THE RETURN OF THE HUMMINGBIRD WOMEN
The film takes as a starting point the famous Artist and writers conference from 1956 which took place in the Sorbonne in Paris. This conference was organized entirely by Black women, but no women got the podium
As an honorary member, Josephine Baker was mostly formally involved with the Congress, which certainly had political significance. Christiane Yandé Diop, wife of Alioune Diop (founder of the famous bookstore Présence Africaine) was one of the organizers. She is 97 years old and her voice is present in the film.
Black women were at the forefront of an international network of solidarity between Africans and people of the African diaspora. The sisters Jeanne and Paulette Nardal played an important role in the creation of Négritude, a French literary and ideological movement from the 1930s. Members of the movement felt united by their common origins and aversion to the racism in the French colonial empire . Paulette Nardal who mastered English well, became an important cultural intermediary between the Anglophone Harlem Renaissance writers and the Francophone students from Africa and the Caribbean. Three of them would later become the founders of the Négritude movement: Aimé Césaire from Martinique, Léopold Sédar Senghor from Senegal, and Léon -Gontran Damas from French Guiana (les Trois Pères ) . Paul Hazoumé , also known as the father of African literature, is less well known, but also involved in founding of the movement.

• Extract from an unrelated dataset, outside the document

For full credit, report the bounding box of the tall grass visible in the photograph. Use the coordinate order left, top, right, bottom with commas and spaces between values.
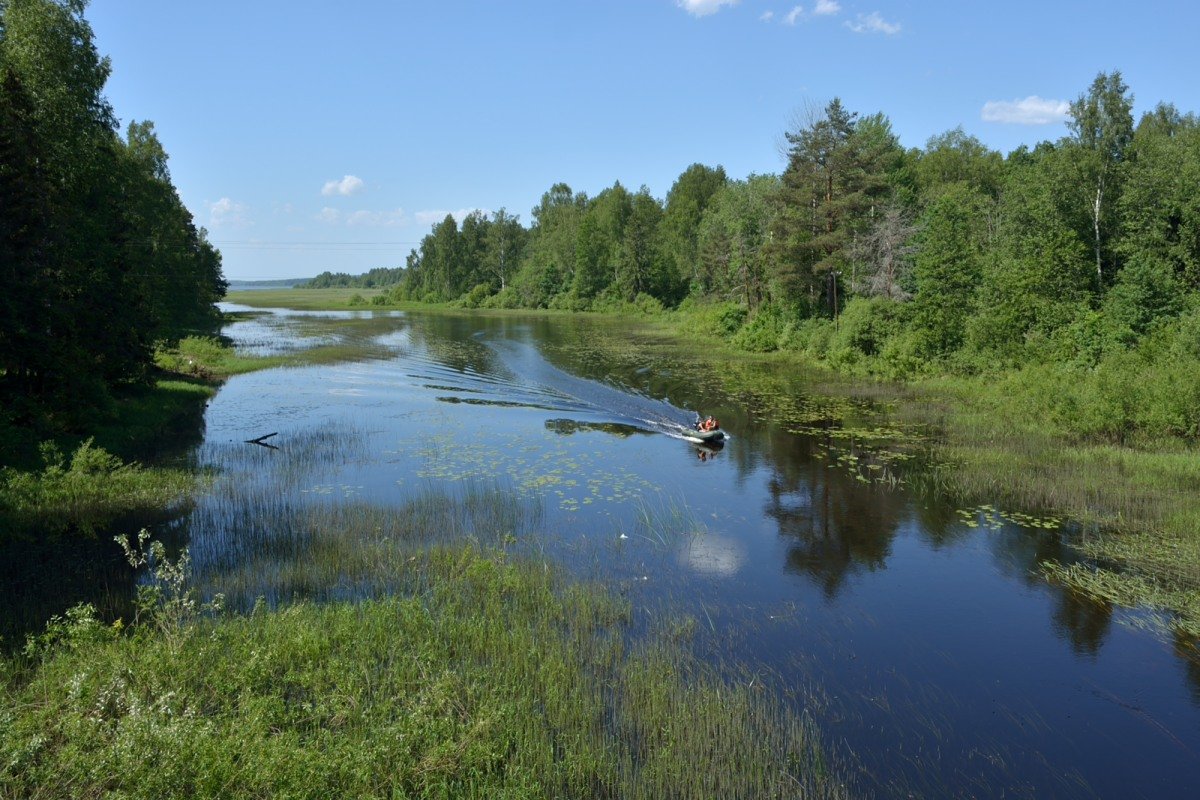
0, 534, 846, 798
0, 439, 202, 534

In 2019 I visited Frida Kahlo's house in Mexico. There I discovered that Kahlo was friends with artist and surrealist André Breton. Kahlo traveled to Paris and stayed with the Bretons. Susanne Césaire was a supporter of Surrealism and also befriended with Breton . Who in turn was solidair with the anti-colonial struggle. And although I have not (yet) found evidence that the women have met each other I decided to create a fictive encounter, along with Jeanne and Paulette Nardal and Josephine Baker. This fictitious meeting took place in Paris in a building by Dudok, which in terms of architecture completely fits into that zeitgeist. And where the murals refer to Dutch colonialism. The film contains references to paintings by Frida Kahlo, Diego Rivera and surrealism. Césaire's poem is recited by Jean Casimir, former Haitian ambassador in the USA. The film not only criticizes patriarchy, but also the European colonial modernity project.